I was reminded of an attempt I made to engage with the other world when I was much younger. I never really drifted into any alternate state as such though I do remember entering into a kind of vision in which I plummeted into a crater like face on a surface that I somehow took to me Mars. I went down a long dark hole and saw various strange things. The only really remarkable thing about it is how it repeats the same well known notion of the descent into the cave.

This Tooth is called Incest and in the Hyperqabalah it is the node Jincdotec. This node is fed by Zirnstaai.

The three (heuristic) spheres of reality are, the regular world, the magickal world and the energetic world. I’m not pretending this is a perfect breakdown but for the purpose of this note it will do.

The everyday world is the one we most commonly live in, or at least most of us. It functions on the bounded level of spatio temporality and gives rise to scientific rationality. This world is perfectly real. It is largely easy to communicate about things at this level because they can be spoken about in ways that people can recognise as having similarities. The rules are the same for all of us.

In this level the accretions may be sort of understood, though it will likely be only psychologically. We may understand that things are seen through concepts, though this is only an interesting feature of how perception occurs and not of ontological significance.

Magickal world functions at the level of the accretions. Magick as an activity that attempts to manipulate the world can do so because the accretions are not simply epistemological but rather ontological. Concepts (accretions of pneuma) plug into regions of ‘reality’ known as vectors and then create a filter through which concept creating organisms like humans view them. This makes a feedback loop of reperceiving the object as the concept thus driving the accretion further into the vector, making the identity between closer (though impossible to reach).

This process is the everyday magickal act of perception which reinforces the reification of object/concepts. It is also the level through which ‘magick’ as a reality manipulating activity takes place. Desired concepts (what the magician wants to happen) are applied (spells) to vector regions (situations that are required to be changed to the will e.g. make next Tuesday a sunny day, make it so I get the job etc). This is all achieved at the pneuminous accretive level, which in a sense is still actions with the world with the only difference being that the strings are pulled in non physical ways.

The last division I have called the energetic world. This name is chosen not arbitrarily but on the other hand only in recognition of how this term is often employed in esoteric systems, designating as it does, a nebulous power that courses through all things.
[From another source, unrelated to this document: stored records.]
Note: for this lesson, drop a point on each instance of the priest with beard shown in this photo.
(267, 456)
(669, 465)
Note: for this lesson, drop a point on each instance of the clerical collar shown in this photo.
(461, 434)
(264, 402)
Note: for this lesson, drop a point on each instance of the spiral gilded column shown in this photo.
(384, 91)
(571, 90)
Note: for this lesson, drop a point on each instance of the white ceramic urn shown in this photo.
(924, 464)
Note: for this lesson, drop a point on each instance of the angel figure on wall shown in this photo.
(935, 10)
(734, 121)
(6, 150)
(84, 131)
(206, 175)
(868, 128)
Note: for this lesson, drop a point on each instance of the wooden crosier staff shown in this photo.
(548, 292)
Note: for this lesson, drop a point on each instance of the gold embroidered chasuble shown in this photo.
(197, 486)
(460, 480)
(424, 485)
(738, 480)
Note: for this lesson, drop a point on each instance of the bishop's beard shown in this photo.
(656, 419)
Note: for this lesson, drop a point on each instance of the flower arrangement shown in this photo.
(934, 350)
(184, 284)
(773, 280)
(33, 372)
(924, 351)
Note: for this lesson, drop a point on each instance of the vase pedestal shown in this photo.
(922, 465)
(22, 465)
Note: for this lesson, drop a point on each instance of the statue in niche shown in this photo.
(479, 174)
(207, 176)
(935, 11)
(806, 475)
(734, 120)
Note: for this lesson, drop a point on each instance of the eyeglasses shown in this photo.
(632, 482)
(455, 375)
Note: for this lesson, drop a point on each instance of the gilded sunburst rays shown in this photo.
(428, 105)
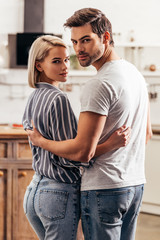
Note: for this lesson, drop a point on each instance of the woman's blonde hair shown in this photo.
(38, 51)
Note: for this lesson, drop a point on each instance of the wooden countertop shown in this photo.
(8, 132)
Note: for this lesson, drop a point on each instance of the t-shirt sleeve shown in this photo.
(97, 97)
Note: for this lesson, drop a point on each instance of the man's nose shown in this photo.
(79, 47)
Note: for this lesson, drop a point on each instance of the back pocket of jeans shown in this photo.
(26, 197)
(53, 204)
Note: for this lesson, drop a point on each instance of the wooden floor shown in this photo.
(148, 227)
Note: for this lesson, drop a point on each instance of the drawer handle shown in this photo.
(22, 174)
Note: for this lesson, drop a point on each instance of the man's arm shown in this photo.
(149, 127)
(82, 148)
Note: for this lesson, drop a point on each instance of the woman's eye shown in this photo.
(56, 61)
(86, 40)
(67, 59)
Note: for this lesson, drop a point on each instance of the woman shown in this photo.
(51, 201)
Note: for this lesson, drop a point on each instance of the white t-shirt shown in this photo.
(119, 92)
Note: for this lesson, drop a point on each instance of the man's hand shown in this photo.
(34, 136)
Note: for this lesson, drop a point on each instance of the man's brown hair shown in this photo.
(98, 21)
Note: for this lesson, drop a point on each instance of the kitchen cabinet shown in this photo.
(151, 198)
(15, 174)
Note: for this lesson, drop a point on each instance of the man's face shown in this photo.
(88, 47)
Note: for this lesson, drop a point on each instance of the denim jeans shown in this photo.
(52, 208)
(111, 214)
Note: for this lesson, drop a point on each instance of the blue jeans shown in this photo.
(111, 214)
(52, 208)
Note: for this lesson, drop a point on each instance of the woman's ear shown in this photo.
(106, 37)
(38, 66)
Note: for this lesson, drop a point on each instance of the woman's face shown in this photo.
(55, 66)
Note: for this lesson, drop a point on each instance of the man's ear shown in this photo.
(106, 37)
(38, 66)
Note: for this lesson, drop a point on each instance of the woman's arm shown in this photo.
(119, 138)
(71, 148)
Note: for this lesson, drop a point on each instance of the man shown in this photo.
(112, 188)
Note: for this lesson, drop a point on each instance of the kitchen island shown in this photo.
(15, 175)
(151, 198)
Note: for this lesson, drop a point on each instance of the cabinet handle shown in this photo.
(22, 174)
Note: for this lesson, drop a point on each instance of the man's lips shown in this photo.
(82, 57)
(64, 74)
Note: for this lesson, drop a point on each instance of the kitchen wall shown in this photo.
(137, 19)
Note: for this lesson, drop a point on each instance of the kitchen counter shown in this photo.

Energy must in a sense be the pneuma itself, except of course it is not bound into accretions. The practitioners who attempt to engage with this level are the mystics and their kin. Here the actions do not attempt to engage with the accretions but only to dispel them so that reality outside of them can be perceived. This is the most difficult aspect of all occult practice. This is the realm of silencing the mind in endless layers that show themselves. The accretive layers are very very deep.

All these layers interlock. The magician makes some use of the energetic but they do not pursue it. The everyday makes some use and has some perception of the magikcal but they do not pursue it. The energetic is inescapbaly embroiled in both of the above constantly strive to over come them.